Russian band Kvatro on Tuesday helped to rebuild an entertainment centre at Akshar Forum, the city school that accepts used plastic bags and bottles as fees from underprivileged students.
The Moscow-based band, comprising professional musicians and singers Leonid Ovrutskiy, Anton Sergeev, Danila Karzanov and Anton Boglevskiy, is well-known in the crossover genre, playing classical, jazz and retro music to audiences in Russia, Europe, America and now India. They have released 12 albums in their 15-year career.
Kvatro had come to India to perform a concert, A Day of Moscow, in India in Delhi on Monday.
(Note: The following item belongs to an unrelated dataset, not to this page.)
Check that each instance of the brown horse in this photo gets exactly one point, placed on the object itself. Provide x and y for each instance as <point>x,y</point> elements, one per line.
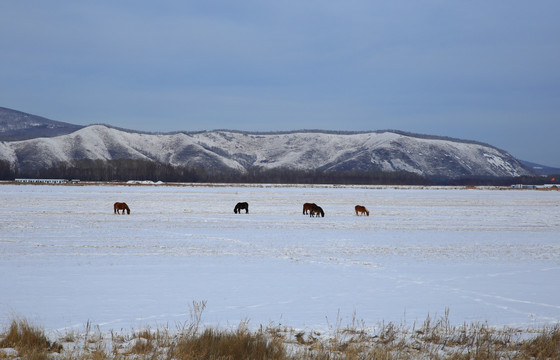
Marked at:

The band wanted to do something meaningful for a school in India and zeroed in on Akshar Forum, a school on the outskirts here, which has been in the news for its novel educational and environment-friendly initiatives.
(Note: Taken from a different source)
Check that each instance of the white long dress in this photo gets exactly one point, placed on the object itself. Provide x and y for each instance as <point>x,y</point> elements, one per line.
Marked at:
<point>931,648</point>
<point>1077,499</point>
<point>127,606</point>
The 120 students at Akshar bring around 25 used plastic bags and bottles every week to be recycled and turned into plastic bricks that are used in small construction activities on the school premises.
An eight-member team of the band members, photographers and support staff arrived here on Tuesday and lent a hand, both literally and financially, to help rebuild a dilapidated entertainment centre so that the students can showcase their talent in art and music.
The entertainment centre is a structure with a tin roof and bamboo-mat walls, which the band helped to replace with new ones paid for by them.
The band members were excited to see the seven bamboo-and-thatch classrooms of Akshar designed to afford maximum air flow and natural light.
The two Antons, Danila and Leonid, mingled with the students and asked questions related to their studies and the role they were playing in saving the environment. “The band has fallen in love with the school. We have footage of the band members dancing and playing with the students to a new song by Kvatro to be released in December or January. The song is about children and the need to protect them,” said manager of the band, Gayane.
“We want to show the world that doing something positive is possible without spending too much time and money,” she added.